We computed the case fatality rate for the SUEP and HAP cohorts (no fatalities in POP at first visit) for different sizes of the NAPKON dataset, showing the impact of the anonymization procedure on increasing documented cases over time (Fig. 4(b)). The case fatality rate was overestimated in the anonymized dataset with a size of up to 1,486 cases. For more than 1,486 cases documented in NAPKON, the case fatality rate was slightly underestimated in the anonymized dataset. In the original dataset containing 2,096 cases (dataset with three cohorts n = 4,562, 120 with missing information) the case fatality rate was 8% before and after anonymization (before: 165/2,096, after: 121/1,551). With more cases included in the original dataset, the bias of the case fatality rate before and after anonymization decreased. The differences in bias observed for the different cohorts is presented in Figs. 6 and 7. The median difference of the case fatality rate before and after anonymization for different sizes of the NAPKON datasets was 0.2% for the SUEP (interquartile range [IQR]: 0.1%–0.3%) and 2.9% (IQR: 1.7%–5.1%) for the HAP.

Fig. 6
figure 6

Case fatality rate for the High-Resolution Platform (HAP). Anonymized dataset = PUF.

Fig. 7
figure 7

Case fatality rate for the Cross-Sectoral Platform (SUEP). Anonymized dataset = PUF.
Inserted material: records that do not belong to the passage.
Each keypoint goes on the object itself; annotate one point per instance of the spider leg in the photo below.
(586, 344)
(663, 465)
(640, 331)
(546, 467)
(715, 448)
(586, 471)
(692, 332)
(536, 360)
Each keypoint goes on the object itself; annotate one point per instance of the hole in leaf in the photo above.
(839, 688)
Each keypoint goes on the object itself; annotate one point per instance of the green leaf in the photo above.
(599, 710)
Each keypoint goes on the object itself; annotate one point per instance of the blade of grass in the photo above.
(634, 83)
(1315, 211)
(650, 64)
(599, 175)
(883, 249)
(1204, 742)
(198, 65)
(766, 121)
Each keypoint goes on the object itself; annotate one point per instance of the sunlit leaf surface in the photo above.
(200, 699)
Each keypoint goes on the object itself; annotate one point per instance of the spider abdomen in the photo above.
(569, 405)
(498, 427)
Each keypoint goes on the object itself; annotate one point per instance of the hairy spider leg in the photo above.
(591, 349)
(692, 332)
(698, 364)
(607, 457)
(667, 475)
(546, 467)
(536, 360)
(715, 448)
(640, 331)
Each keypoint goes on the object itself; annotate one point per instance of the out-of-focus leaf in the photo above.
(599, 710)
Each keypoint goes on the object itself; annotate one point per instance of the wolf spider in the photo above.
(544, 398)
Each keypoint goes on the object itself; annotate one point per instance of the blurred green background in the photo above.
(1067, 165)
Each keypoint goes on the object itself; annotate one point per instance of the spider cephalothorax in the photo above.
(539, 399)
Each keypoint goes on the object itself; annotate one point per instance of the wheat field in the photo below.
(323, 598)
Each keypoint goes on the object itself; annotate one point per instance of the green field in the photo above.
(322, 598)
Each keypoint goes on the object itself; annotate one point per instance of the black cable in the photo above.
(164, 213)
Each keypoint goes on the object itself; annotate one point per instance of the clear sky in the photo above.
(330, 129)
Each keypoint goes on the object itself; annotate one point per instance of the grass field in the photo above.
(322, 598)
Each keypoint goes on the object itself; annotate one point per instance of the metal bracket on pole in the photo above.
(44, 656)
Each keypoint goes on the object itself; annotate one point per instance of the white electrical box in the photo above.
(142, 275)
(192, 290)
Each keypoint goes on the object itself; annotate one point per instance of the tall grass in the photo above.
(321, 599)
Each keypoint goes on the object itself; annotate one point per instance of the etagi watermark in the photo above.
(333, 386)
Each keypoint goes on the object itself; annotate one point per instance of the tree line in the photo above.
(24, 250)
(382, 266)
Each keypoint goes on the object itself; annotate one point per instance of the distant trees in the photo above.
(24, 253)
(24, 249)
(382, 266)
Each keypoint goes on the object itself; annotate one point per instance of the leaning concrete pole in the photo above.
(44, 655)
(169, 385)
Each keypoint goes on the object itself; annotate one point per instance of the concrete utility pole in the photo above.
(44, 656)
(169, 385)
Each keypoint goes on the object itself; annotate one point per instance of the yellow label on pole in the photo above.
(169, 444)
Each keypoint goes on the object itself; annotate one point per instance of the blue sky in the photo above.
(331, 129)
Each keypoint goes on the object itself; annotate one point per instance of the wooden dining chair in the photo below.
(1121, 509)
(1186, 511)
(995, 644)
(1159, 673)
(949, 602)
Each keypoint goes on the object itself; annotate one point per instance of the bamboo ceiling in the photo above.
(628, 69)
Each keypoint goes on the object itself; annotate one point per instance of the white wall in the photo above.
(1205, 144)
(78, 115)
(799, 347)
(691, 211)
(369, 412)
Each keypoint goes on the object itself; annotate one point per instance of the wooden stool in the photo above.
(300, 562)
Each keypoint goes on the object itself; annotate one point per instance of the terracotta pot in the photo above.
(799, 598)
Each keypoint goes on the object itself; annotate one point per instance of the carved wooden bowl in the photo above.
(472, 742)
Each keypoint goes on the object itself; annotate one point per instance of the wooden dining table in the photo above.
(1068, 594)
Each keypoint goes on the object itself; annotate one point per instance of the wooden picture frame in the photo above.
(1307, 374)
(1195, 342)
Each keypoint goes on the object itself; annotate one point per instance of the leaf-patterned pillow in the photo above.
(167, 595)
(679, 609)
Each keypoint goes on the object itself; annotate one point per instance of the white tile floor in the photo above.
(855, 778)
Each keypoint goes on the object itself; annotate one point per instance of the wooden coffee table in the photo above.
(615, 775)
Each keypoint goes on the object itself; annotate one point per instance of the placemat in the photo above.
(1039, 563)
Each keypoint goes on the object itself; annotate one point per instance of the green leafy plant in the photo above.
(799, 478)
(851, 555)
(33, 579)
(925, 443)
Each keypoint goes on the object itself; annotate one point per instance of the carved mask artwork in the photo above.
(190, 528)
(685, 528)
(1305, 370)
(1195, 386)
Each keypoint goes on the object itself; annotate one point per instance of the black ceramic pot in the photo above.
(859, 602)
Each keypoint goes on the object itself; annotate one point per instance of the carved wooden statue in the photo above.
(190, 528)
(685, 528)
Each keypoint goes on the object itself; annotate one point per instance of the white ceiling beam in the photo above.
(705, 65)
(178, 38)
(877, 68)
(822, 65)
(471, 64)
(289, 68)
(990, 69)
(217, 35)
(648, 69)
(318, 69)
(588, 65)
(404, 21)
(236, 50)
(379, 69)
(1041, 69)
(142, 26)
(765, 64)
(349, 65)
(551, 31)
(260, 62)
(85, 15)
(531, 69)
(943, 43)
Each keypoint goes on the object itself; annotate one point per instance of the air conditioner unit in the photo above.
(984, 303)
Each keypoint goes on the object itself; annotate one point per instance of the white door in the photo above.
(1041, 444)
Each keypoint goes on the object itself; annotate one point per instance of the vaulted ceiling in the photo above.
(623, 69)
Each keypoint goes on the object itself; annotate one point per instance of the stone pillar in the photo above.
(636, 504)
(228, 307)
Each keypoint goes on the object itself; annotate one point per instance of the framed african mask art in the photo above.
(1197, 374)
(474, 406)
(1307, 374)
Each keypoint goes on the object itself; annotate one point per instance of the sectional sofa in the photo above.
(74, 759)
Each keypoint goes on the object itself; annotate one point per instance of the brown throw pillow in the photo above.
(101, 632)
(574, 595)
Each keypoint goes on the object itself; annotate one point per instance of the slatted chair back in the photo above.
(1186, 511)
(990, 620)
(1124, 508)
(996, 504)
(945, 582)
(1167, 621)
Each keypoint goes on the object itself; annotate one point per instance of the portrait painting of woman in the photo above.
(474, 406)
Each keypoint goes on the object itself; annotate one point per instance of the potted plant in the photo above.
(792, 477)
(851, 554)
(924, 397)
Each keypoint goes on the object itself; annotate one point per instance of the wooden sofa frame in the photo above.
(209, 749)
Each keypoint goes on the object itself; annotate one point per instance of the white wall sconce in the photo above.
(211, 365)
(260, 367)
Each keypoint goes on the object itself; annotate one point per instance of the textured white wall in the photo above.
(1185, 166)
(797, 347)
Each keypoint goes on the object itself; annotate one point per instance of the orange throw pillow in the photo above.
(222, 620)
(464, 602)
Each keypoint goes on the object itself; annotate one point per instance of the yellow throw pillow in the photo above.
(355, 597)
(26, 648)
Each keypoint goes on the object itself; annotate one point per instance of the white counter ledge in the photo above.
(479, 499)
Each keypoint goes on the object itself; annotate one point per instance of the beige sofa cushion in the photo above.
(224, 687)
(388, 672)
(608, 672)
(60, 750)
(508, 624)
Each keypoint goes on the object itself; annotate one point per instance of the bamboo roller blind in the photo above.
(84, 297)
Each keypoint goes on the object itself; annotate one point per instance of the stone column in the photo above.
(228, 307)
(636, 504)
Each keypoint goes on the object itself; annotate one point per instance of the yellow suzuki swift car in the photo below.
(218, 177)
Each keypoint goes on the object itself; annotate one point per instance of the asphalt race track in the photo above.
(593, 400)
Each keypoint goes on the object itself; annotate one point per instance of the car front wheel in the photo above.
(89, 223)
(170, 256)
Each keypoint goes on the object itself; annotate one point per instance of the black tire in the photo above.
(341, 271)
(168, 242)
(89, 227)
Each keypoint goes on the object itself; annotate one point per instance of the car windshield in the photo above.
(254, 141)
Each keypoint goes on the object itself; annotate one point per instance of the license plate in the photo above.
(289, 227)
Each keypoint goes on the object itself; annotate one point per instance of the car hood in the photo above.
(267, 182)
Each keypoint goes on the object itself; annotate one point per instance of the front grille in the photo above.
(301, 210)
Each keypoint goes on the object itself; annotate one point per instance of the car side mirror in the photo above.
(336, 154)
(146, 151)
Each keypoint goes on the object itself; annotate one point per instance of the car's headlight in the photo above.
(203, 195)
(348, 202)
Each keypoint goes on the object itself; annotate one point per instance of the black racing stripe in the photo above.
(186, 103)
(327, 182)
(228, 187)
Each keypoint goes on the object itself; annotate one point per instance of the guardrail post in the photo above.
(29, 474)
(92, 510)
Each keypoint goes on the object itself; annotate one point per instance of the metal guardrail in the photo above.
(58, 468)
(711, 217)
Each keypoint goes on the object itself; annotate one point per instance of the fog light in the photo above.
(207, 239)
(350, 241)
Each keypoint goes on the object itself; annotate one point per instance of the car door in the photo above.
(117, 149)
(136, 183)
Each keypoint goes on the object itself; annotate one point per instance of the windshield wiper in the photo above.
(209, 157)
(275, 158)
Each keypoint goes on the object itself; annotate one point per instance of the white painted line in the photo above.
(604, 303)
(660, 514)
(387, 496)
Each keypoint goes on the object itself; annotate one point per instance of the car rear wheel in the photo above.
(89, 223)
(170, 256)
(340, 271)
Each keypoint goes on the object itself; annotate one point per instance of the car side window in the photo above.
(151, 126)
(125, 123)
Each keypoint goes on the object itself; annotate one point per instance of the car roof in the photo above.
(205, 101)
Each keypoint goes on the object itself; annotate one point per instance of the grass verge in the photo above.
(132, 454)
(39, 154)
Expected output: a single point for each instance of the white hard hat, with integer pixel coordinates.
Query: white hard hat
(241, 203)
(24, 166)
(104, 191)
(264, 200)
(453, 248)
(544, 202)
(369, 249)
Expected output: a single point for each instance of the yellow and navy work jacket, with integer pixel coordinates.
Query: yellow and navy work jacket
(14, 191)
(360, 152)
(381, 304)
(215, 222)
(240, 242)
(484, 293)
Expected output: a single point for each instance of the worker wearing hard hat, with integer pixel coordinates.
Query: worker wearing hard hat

Regression analyses before and after anonymization

We investigated the impact of the used anonymization procedure on associations between parameters by computing four regression models for different sizes of datasets before and after anonymization (Fig. 8). The results of the NAPKON PUFs consistently reflected the trends of the associations found in the respective original datasets.

Fig. 8
figure 8

Odds ratios (OR) and 95%-confidence intervals (CI) of patient characteristics and outcomes in the dataset before and after anonymization for different sizes of the original dataset (anonymized dataset = PUF). In the graphs, the number of records in the original dataset was adjusted according to the number of cases included in the regression analysis, excluding missing data. To note, datasets with no ORs and CIs do not contain the relevant information for the respective regression model. (a) Inpatient cases from the Cross-Sectoral Platform (SUEP). (b) Cases from the High-Resolution Platform (HAP) and inpatient SUEP aged between 49 and 59 years that survived the acute phase of COVID-19 (ambulant or discharged). (c) Cases from the Population-Based Platform (POP). (d) Cases from the High-Resolution Platform (HAP).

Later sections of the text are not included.